As more Americans vote by mail this year amid the Covid-19 pandemic, there’s concern that thousands of eligible voters like Weisfeld could have their ballots rejected for small errors without a chance to fix them. Mail-in ballots were more likely to be rejected in the 2016 election than ones cast in person. In a typical election only a small percentage of mail-in ballots get rejected (318,728 ballots, about 1% of those returned, were uncounted in the 2016 general election), according to data compiled by the US Election Assistance Commission (EAC). That could rise starkly during the presidential election when an unprecedented number of people are expected to vote by mail….
The vast majority of ballots that go uncounted are rejected for three reasons: the ballot arrives late, there is a problem with the signature on it, or there is no signature at all, according to EAC data. Many states don’t count ballots if they arrive after election day, regardless of when they were put in the mail. But they can also reject ballots if election officials determine the signature on the ballot doesn’t match one in a voter’s file – a decision that can be left to the whims of election officials with little guidance.

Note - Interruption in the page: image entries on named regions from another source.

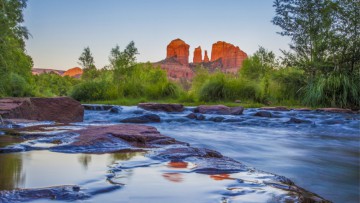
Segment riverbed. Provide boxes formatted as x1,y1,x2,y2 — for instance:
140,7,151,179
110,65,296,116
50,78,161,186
0,107,360,202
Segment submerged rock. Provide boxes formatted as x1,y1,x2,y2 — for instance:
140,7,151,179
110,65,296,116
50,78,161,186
254,111,273,118
138,103,184,112
260,106,290,111
83,104,114,111
109,106,122,113
194,105,244,115
0,97,84,123
286,117,312,124
120,114,160,123
186,113,205,121
316,108,354,113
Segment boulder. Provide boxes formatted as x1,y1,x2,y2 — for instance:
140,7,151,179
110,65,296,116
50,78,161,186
109,106,122,113
138,103,184,112
260,106,290,111
166,39,190,65
186,113,205,121
254,111,273,118
316,108,353,113
194,105,244,115
120,114,160,123
0,97,84,123
204,50,210,63
193,46,202,63
286,117,312,124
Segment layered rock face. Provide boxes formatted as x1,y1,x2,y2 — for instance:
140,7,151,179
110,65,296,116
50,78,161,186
154,39,247,80
62,67,83,78
211,41,247,69
166,39,190,65
0,97,84,123
203,50,210,63
193,46,203,63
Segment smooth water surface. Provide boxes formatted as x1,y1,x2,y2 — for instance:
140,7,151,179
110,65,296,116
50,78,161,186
85,107,360,202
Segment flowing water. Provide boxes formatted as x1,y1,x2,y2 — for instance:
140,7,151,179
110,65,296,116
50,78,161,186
0,107,360,203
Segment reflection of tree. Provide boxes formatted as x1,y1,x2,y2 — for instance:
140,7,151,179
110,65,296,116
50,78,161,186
0,153,25,190
110,152,144,162
78,154,91,169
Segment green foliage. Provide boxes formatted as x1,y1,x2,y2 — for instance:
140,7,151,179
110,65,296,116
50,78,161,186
304,73,360,109
34,73,80,97
196,72,259,102
70,80,115,101
0,0,32,96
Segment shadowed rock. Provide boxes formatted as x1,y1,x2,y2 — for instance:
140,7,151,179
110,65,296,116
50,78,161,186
260,106,290,111
254,111,273,118
194,105,244,115
138,103,184,112
316,108,354,113
0,97,84,123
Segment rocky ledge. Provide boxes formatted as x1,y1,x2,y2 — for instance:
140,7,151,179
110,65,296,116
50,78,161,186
0,124,328,202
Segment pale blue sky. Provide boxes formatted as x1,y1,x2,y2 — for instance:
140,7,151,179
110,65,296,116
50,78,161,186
24,0,289,69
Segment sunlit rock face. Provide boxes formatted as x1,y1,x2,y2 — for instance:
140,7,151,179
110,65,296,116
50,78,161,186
153,39,247,80
211,41,247,69
62,67,83,77
193,46,203,63
166,39,190,65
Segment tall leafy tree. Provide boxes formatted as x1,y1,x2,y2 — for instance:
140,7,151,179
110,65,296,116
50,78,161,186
0,0,33,96
78,47,95,70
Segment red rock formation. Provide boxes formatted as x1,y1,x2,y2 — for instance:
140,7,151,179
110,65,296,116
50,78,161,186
204,50,210,63
193,46,202,63
166,39,190,65
211,41,247,69
62,67,83,77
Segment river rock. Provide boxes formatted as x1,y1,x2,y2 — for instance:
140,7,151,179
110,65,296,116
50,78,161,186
138,103,184,112
286,117,312,124
120,114,160,123
254,111,273,118
316,108,353,113
83,104,114,111
194,105,244,115
109,106,122,113
0,97,84,123
260,106,290,111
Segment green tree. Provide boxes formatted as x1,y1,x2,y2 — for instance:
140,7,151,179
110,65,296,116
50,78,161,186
0,0,33,96
78,47,98,80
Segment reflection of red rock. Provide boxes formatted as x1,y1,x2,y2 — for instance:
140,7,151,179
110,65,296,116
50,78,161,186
162,173,184,183
166,39,190,65
63,67,83,77
167,162,188,168
211,41,247,69
204,50,210,63
193,46,202,63
210,174,235,180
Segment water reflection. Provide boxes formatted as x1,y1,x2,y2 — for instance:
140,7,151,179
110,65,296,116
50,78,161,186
78,154,91,169
0,153,25,190
210,174,235,181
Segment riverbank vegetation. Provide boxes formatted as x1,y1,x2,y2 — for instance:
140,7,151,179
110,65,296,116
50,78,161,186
0,0,360,109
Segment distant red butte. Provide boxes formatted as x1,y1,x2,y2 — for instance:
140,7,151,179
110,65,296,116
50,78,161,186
153,39,248,80
62,67,83,78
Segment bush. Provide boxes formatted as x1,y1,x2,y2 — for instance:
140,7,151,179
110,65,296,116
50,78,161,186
70,81,115,101
303,72,360,109
0,73,34,97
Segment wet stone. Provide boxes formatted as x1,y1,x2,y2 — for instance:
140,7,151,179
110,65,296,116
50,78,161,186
254,111,273,118
120,114,161,123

Four months ahead of the election, there are already warning signs. In May, New Jersey officials rejected nearly 10% of mail-in ballots during local elections held entirely by mail. In Florida, just over 18,500 ballots were rejected during the state’s March primary. In Nevada, more than 6,700 ballots, were rejected because of signature matching issues. In Kentucky’s June primary, more than 3,800 ballots were rejected in Jefferson county, home of Louisville, because they lacked a required signature.